Por Pamela S. Terlizzi Prina
Decía Goethe que pensar es más interesante que saber, pero menos interesante que mirar, y Candelaria Frías lo sabe y tiene la fórmula para decir ese placer con palabras. Pero no sólo nos cuenta del fisgón, Frías redobla la apuesta y nos cuenta que no hay espía sin espiado y que en el momento que el espiado se regodea en mostrarnos su intimidad, logra espiar dos veces.
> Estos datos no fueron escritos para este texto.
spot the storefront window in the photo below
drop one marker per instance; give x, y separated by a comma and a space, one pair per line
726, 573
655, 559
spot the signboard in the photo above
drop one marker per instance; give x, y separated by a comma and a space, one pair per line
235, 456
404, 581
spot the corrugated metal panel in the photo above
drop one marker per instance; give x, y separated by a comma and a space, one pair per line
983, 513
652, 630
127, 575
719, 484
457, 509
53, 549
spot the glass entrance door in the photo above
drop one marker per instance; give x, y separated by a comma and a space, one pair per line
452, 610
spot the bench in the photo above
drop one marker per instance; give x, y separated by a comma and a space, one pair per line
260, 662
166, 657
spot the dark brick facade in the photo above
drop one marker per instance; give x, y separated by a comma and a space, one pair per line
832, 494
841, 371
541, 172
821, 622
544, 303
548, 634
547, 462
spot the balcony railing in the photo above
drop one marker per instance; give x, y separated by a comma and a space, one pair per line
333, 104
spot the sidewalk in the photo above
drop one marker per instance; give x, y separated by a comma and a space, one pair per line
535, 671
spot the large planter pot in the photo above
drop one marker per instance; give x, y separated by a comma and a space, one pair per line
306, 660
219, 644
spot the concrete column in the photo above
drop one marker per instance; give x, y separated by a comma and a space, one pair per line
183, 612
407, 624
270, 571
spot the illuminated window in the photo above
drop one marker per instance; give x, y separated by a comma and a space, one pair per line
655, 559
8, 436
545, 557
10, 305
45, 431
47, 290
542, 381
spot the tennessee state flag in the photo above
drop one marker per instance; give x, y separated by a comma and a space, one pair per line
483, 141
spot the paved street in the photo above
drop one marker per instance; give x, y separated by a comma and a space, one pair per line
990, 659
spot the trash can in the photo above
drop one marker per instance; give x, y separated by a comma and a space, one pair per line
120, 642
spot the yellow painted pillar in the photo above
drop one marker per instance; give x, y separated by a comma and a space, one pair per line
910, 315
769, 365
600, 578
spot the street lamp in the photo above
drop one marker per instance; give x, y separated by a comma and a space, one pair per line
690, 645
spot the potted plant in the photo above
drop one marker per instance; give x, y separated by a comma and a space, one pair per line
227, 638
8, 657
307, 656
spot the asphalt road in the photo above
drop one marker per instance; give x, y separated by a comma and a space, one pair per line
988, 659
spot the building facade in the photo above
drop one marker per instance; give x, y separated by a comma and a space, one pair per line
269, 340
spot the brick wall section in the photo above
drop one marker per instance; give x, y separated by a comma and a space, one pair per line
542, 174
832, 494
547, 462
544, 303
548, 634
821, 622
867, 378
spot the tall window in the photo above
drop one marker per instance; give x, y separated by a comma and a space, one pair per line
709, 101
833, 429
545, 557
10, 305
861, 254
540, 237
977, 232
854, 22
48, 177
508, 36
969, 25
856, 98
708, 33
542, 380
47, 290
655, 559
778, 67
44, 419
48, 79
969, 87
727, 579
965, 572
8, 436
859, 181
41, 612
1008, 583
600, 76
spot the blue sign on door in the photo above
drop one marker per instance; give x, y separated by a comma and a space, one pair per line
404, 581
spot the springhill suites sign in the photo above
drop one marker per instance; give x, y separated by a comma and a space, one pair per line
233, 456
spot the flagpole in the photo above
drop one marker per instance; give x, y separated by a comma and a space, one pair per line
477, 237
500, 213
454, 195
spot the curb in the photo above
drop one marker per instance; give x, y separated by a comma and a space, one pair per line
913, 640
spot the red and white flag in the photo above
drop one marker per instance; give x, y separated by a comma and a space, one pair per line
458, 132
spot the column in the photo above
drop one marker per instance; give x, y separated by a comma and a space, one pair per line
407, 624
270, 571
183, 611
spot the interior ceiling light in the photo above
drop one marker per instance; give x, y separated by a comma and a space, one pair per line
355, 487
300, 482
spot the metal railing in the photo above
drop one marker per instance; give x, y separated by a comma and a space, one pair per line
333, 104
Con verbos filosos, con polémica, con palabras meticulosamente elegidas para decir más de lo que dicen, El Club de los Voyeurs nos invita a acercar el ojo a la mirilla y a desvestirnos frente a una cámara. Porque nadie existe si no es visto, si no se desnuda con una honestidad dudosa, de cotillón o de gala, mostrando una verdad elegida, soberanamente elegida por sobre cualquier verdad meticulosamente articulada.
Frías logra poemas modernos, capciosos, erotizantes, ventrales. Pican en la lengua y en los ojos. Consigue que todos anhelemos ser amantes de Perra Delirio, de Belle de Jour, de Retrovil y Madame Rivau, sus personajes convulsos, filmados, fotografiados, paridos a un mundo donde todo se muestra y se pinta con rouge.
Frías le abre la boca a la literatura y las piernas a la cámara; el obsequio es que todos podemos estar detrás del obturador, contagiándonos con esa voluntad espuria de mirar y ser mirados, invitándonos a una orgía de labios pintados, embarazos oníricos, besos en París y sangre. El aburrimiento se cura con curiosidad, la curiosidad no se cura con nada, decía Dorothy Parker, y El Club de los Voyeurs no tiene cura.